+BALUG-Admin Al,
Thanks for noticing!
Did some DNSSEC key rollovers, notably changing in bind 1:9.18.28-1~deb12u2 from: auto-dnssec maintain (auto-dnssec is deprecated/obsolete and will be going away in future) to: dnssec-policy and related changes. "Of course" starting with non-canonical less critical domains. Yeah, if one goofs with that transition, DNSSEC can get messed up and cause some failures (at least for a wee bit, notably depending upon caching and relevant TTLs).
Was "only" mostly just rolling some ZSKs (and adding KSKs some), so even there damage rather limited in scope (notably also time).
Still, there ought not be hiccups. switching from auto-dnssec maintain to dnssec-policy is a bit persnickety/hazardous (found that out many moons ago with my very first such transition), notably any existing keys not compatible with such policy when one switches from auto-dnssec maintain to dnssec-policy are summarily ejected ... and that can be a (quite) bad thing.
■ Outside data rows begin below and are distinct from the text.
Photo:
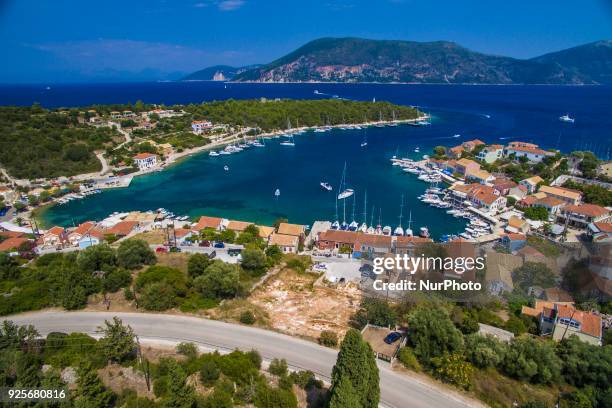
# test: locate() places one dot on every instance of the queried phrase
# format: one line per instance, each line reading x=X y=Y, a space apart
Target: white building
x=491 y=153
x=200 y=126
x=145 y=160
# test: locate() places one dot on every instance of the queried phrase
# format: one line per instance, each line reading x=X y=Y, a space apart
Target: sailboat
x=344 y=192
x=364 y=143
x=408 y=231
x=399 y=230
x=371 y=229
x=354 y=224
x=364 y=226
x=290 y=141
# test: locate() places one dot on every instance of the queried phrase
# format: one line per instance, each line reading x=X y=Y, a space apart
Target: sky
x=132 y=40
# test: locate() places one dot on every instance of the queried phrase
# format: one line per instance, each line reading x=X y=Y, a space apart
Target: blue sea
x=199 y=185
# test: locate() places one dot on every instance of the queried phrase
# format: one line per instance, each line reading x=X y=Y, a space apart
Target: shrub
x=453 y=369
x=188 y=350
x=328 y=338
x=278 y=367
x=408 y=359
x=247 y=317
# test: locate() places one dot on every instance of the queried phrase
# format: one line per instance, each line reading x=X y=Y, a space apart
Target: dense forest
x=38 y=143
x=41 y=143
x=277 y=114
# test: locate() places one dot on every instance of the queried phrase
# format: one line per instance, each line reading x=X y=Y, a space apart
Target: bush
x=188 y=350
x=158 y=296
x=328 y=338
x=247 y=317
x=408 y=359
x=135 y=253
x=453 y=369
x=278 y=367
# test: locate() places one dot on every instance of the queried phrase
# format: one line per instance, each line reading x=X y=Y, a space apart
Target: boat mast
x=365 y=208
x=401 y=211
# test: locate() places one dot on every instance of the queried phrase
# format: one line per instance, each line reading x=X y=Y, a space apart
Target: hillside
x=362 y=60
x=593 y=60
x=217 y=73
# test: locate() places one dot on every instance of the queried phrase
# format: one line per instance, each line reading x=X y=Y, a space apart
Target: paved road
x=396 y=390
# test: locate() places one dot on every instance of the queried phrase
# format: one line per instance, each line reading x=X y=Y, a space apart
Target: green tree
x=356 y=364
x=118 y=340
x=432 y=334
x=220 y=280
x=90 y=392
x=197 y=264
x=344 y=395
x=179 y=395
x=158 y=296
x=97 y=258
x=135 y=253
x=253 y=259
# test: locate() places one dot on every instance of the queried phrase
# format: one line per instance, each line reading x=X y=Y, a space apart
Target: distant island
x=363 y=60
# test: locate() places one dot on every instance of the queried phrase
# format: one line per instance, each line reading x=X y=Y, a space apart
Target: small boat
x=346 y=193
x=326 y=186
x=424 y=232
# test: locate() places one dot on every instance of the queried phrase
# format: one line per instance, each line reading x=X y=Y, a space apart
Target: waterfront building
x=580 y=216
x=455 y=152
x=566 y=195
x=561 y=320
x=218 y=224
x=54 y=236
x=528 y=150
x=145 y=160
x=472 y=144
x=288 y=244
x=491 y=153
x=200 y=126
x=79 y=232
x=531 y=183
x=466 y=166
x=237 y=226
x=480 y=176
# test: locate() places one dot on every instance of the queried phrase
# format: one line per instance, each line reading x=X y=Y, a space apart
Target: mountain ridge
x=352 y=59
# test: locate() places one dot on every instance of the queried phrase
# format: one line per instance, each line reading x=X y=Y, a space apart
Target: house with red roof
x=145 y=160
x=581 y=215
x=54 y=236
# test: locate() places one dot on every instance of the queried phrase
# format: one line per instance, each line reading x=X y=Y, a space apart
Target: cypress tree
x=344 y=395
x=356 y=365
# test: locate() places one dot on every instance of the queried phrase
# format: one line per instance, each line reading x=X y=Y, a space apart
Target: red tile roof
x=12 y=243
x=590 y=210
x=208 y=222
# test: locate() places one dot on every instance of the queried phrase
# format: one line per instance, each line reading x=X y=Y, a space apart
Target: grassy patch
x=499 y=391
x=545 y=247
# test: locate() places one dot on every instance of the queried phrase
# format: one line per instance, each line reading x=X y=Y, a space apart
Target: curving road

So, pretty careful but still, not sure exactly why, but for some zones it instantly dropped the old ZSK, whereas for others it did the much more expected rollover - adding the new, doing the relevant additional signings, waiting the requisite TTL times, and only then dropping the then vestigial old. Not 100% sure what's made that difference between the domains. Some are exact same gTLD and key types and sizes, and dnssec-policy and procedures, etc. used, yet still seeing somewhat different results. E.g. on sflug.com. vs. sf-lug.com.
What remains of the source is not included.